Crazy Blood (23 page)

Read Crazy Blood Online

Authors: T. Jefferson Parker

It was a trim little thing, a .38-caliber autoloader with nine shots. It was here for times like this, when he seriously considered trading the Black Not for the much kinder black forever. He stared at the weapon while he tore open the box of dog treats and, without looking, dropped one into Ivan's mouth.

It would take only a few seconds, he thought. Already loaded. You check the chamber. You unsafe it. You hold it to your temple and close your eyes. No pain forever.

The Black Not had gone quiet now, as it always did when Sky got out the gun.

The implication was,
Of course you can't do it.

Because he was Sky Carson, who lacked nerve, just as his father had lacked nerve, according to Cynthia. Who knew everything. Every single thing. And clearly did not lack nerve.

Because he was Sky Carson, a mid-pack ski crosser forever trying to catch Robert and Wylie and whoever else was racing well on any given day.

Because he was Sky Carson, royally born and genetically gifted. But assaulted on his own X Course by Wylie. And what had Sky done about it? Nothing. He had responded with a threat that people saw as comic but had taken no real action at all. Made no defense of his honor. If that wasn't lack of nerve, what was?

Because he was Sky Carson, knocked out cold with one punch by Wylie that night at Slocum's. In front of his friends and fans and the waitress he liked, and half of Mammoth Lakes.

Because he was Sky Carson. Of course he couldn't pull the trigger.

He couldn't even pick up the thing.

Sky poked at it with an index finger, as if trying to see if it were alive. Vision off, he kept missing. Then his fingertip caught the front sight and the gun spun and came to a stop with the barrel facing away from him and the grip waiting for his hand, just inches away, an invitation.

He still couldn't pick it up.

Because Sky Carson couldn't even answer an invite from God
.

Dad, what should I do?

Pick it up, you fucking coward.

He went to the open bottle on the kitchen counter, tilted it up for a long swallow of the añejo, then veered back to the bed and fell in.

*   *   *

The next two days were similar, but without Ivan trying so hard to get killed by a pack of wild dogs. Sky tightened up the dog's collar and got him outside every few hours on the leash to do his business, then pretty much dragged him back inside the cabin for the next assault from the Black Not. Sometimes Sky argued with the voice, denying the terrible emotions the voice made him feel. Sometimes he yelled. In quieter moments, he fed the dog. Threw a wadded-up sock for him. Drank Soylent.
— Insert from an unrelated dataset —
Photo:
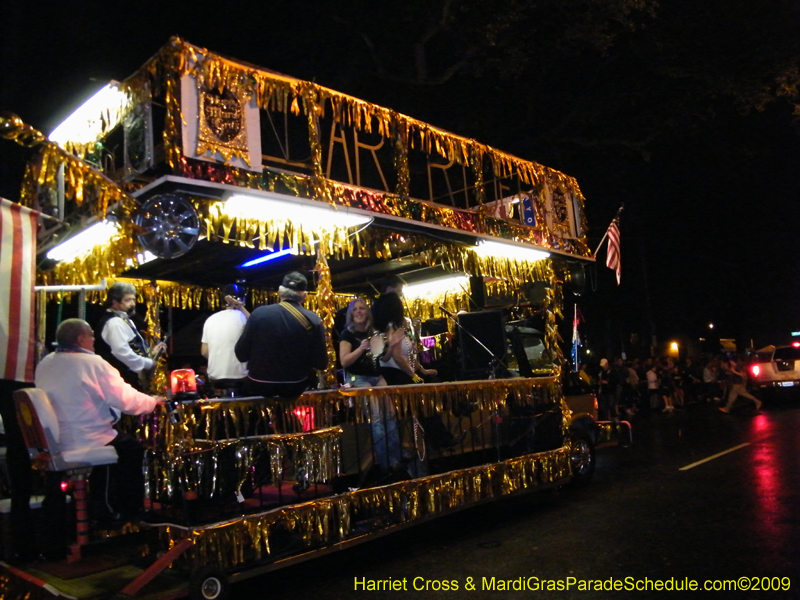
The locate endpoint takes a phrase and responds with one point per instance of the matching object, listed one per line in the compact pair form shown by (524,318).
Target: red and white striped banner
(17,278)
And tequila to blunt the pain.

By the third evening, he was exhausted. Then late that night, after several hours of torment that left him looking down on the gun once again, sobbing at his lack of courage, Sky fell into a sleep that lasted well into the next afternoon.

*   *   *

He woke up and drank a double helping of Soylent flavored with powdered raspberry mix. Downed some pretzels, too. He washed himself with bottled water and a little tablet of motel soap, rinsed with fistfuls of the water, air-dried in the sun and put on clean clothes, then headed north for Mammoth Lakes.
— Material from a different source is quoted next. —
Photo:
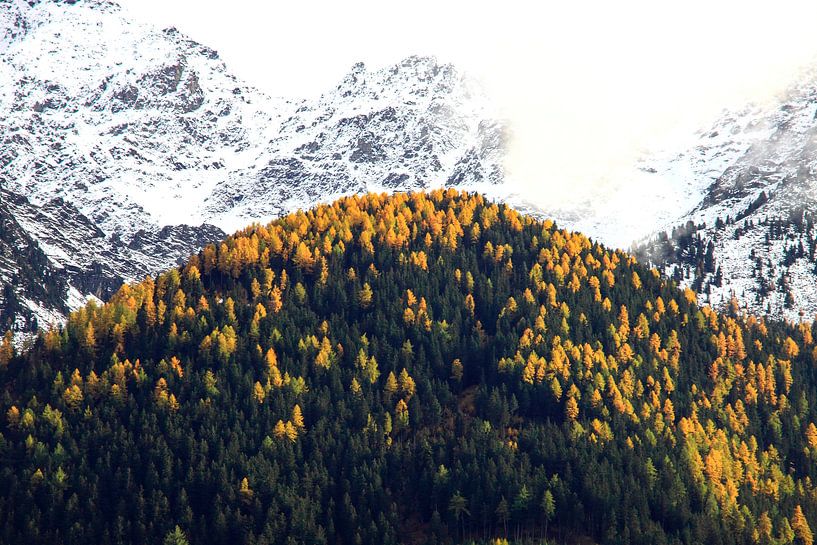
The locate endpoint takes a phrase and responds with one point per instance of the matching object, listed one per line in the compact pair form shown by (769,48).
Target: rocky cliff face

Coming up Highway 203, Sky looked out at the forest and the mountains looming high and he felt that strange sense of newness that always followed the Black Not. As if he was seeing things in a fresh way. Familiar but different. Old but new. It made him feel as if he'd been away a long time. The afternoon had turned cool and the sky beyond the mountain looked gray and solid as granite.
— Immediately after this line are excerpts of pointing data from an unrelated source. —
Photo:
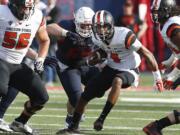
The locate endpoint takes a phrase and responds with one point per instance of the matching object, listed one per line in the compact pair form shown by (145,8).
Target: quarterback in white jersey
(20,22)
(166,13)
(122,50)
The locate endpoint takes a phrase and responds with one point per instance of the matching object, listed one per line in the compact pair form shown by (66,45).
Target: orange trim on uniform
(129,41)
(171,29)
He caught the light red at Old Mammoth Road and watched the cars coming down from the village. He saw Johnny Maines roaring down Main toward him on his yellow motorcycle. Sky was always kind of impressed by how Maines could control the big Harley on tight turns even when the weather was bad. He'd seen Johnny slide through ice on the bike as if he were snowboarding it. Sky saw the fly-rod tubes that were strapped to the back of the motorcycle, vibrating with the speed; then he saw a flag of brown hair waving behind Johnny and realized he had a passenger. Even with the helmet and sunglasses she was wearing, Sky recognized Megan, for sure, holding Johnny tight around his middle, and damned if Megan wasn't smiling as Johnny ran the red light and turned the loudly farting Harley right in front of him.

No Harley out front when he got home. He led the dog up the stairs and let him in. It looked like Megan had had a party—cans and bottles and open bags of chips everywhere. A sleeping bag lay on the floor beside one slip-on canvas sneaker. He looked into the bedroom, cringed when he saw the unmade bed with the sheets all twisted up and every pillow on the floor.

He sat down on the bed with his back to the door, looking out the window to the sharp peaks of the Sherwins. The Black Not, never fully absent, piped up:
Of course she's with Johnny Maines. Cat away. Probably learned it from you. What did you expect?

He heard the pounding of someone starting up the outside stairs, soon joined by a second person. Ivan launched into a tirade of barking and ran to the front door. Sky heard voices, male and female, something being discussed, the male voice louder and more forceful but the female agreeing. The front door opened and shut and a moment later he felt eyes on his back.

“I'm sorry, Sky.”

“Just get out,” said Sky without turning around.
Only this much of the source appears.